A noção de Buñuel sobre a mise-en-scène é espantosa. Em filmes como esse, de pouco espaço, muita filosofia e debate constante, a valorização dos atores e a imposição de um bom ritmo são essenciais. Anjo Exterminador, então, seria um predecessor de filmes como Ensaio sobre a Cegueira, que utilizam das más condições do ser humano para estudá-lo da maneira mais crua. Não por acaso, ambos os filmes dividem o ensemble cast, em que o todo é mais importante que o individual. E como um diretor conseguiria arrancar atuações homogeneamente soberbas de um elenco que, dentro do contexto, não importa individualmente? Compondo as cenas com segurança, o diretor organiza os atores com destreza ao passear a câmera de seu filme, brilhantemente fotografado por Gabriel Figueroa, pelo salão. Ao registrar o trivial e rir da desmistificação alheia, Buñuel dita esse bom ritmo de maneira impecável a ponto de 86 minutos parecerem 30.


Após se divertir bastante, tanto na técnica quanto no roteiro, Buñuel ainda finaliza a sua narrativa dentro da mansão de maneira anticlimática, guardando a carta na manga em seu desfecho, esplêndida como poucos. Ao utilizar um dos referenciais burgueses (que, "curiosamente", é ligado á religião católica), o diretor esquematiza o palco para seu apoteótico final. Dando ainda em seu último take o seu sermão à Igreja, Buñuel o faz de maneira divertidíssima, ainda que propositalmente forçada. Esse brilhantismo sádico é o que torturou os "heróis" desde o princípio e não os poupa em momento algum.
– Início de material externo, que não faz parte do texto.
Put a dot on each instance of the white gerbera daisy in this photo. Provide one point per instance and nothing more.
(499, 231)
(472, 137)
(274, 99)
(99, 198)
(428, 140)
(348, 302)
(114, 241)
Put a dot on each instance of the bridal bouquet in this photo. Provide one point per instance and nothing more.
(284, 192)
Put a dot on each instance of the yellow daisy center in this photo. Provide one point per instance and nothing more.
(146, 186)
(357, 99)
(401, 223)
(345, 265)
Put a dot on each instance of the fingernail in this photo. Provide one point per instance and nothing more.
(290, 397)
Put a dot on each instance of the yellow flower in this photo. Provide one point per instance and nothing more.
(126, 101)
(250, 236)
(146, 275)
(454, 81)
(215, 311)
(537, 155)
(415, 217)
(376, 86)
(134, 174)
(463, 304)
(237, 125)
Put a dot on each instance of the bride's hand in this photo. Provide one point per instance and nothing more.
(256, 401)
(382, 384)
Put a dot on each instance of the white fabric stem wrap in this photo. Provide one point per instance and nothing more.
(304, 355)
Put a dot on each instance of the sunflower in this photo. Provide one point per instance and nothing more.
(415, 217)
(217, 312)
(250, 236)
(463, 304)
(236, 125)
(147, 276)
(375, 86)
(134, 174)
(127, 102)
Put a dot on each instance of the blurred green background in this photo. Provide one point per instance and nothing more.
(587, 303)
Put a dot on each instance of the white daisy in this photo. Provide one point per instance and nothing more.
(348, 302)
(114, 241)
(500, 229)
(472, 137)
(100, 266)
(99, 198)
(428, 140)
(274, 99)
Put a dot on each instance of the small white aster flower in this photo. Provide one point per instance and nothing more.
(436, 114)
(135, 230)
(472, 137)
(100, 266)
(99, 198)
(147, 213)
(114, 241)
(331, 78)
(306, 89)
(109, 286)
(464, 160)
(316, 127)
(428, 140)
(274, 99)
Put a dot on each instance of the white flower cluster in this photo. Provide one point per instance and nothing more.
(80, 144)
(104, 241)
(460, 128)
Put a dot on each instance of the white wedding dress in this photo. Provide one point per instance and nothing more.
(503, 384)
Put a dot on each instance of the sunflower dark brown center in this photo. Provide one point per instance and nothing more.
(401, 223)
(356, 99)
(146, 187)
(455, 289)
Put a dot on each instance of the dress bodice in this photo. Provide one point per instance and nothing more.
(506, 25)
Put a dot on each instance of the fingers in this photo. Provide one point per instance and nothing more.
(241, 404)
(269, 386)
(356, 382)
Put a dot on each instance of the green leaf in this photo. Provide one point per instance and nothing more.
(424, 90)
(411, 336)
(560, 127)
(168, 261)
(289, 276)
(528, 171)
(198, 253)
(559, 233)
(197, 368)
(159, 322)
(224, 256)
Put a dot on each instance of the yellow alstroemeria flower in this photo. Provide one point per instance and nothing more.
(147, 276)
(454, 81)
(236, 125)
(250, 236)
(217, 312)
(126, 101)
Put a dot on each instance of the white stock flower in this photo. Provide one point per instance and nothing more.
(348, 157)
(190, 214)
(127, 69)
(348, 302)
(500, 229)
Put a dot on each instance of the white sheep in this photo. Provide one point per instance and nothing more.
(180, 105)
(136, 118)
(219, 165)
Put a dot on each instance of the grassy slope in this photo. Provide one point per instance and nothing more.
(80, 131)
Talvez a maior diversão dessa obra-prima, é analisar a fusão dos dois critérios a serem criticados e a maneira que o diretor faz para rirmos deles. Quando o pobre cordeiro de Deus entra no salão, o destino não poderia ser outro. Aqueles cidadãos são jogados aos leões sem a menor compaixão, mas não há como não se esbaldar de rir com a fina camada da sociedade que, julgando-se civilizada, acaba se ofendendo gratuitamente apenas para se sentir melhor.


Ainda querendo saber por que aqueles homens e mulheres estão ali presos? Não é necessário buscar essa resposta já que, como o manso e adorável Urso da mansão, esse é um mistério que encanta justamente por sua falta de resposta coerente. Mas se insiste em saber, tudo bem. O homem que os prendeu se chama Luis Buñuel. Mas não o culpe.


A culpa é dos hóspedes. Ser católico e burguês dá nisso.